Closed LuchenTan closed 8 years ago
One more thing about topic selection is that we should try to select topics for which we expect relevant tweets within the evaluation period to avoid the problem of the silent days.
@telsayed Thanks for your comments. Yes, we agree that knowing when to keep silent should be awarded. We suggest using EG-1 as our major metric. And bringing in some silent topics is a way to test whether the systems are able to recognize when they should be silence.
One more thing about topic selection is that we should try to select topics for which we expect relevant tweets within the evaluation period to avoid the problem of the silent days.
Of course we will strive to do this, but it's difficult to predict ahead of time...
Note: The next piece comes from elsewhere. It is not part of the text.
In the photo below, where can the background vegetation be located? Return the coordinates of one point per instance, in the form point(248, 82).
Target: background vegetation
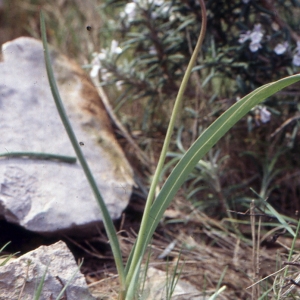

Since the task is meant for push notifications, I think it is important to reward systems for staying quiet in a silent day since these notifications impose a burden on the user. Since T11U does not make the distinction between eventful and silent days, I would also suggest ELG-1 as our major metric.
Thank you for your opinion, @salman1993. We agree with you to choose EG-1 as our major metric. One change is that we won't add arbitrary max acceptable delay time (eg. 100 mins) this year. We will report latency aside. More details please find at: http://trecrts.github.io/TREC2016-RTS-guidelines.html
I believe that systems should be rewarded for knowing when to stay quiet. Although a user doesn't know how to reward a system for staying quiet, as no relevant information is shared, this reward is justified in the sense that system is not unnecessarily bothering the user. It is the user's faith in the system that it is comprehensive and at the same time won't disturb with false positives. And thus, I agree with EG-1 being the major metric. I also like the idea of reporting multiple measurements covering different user perspectives.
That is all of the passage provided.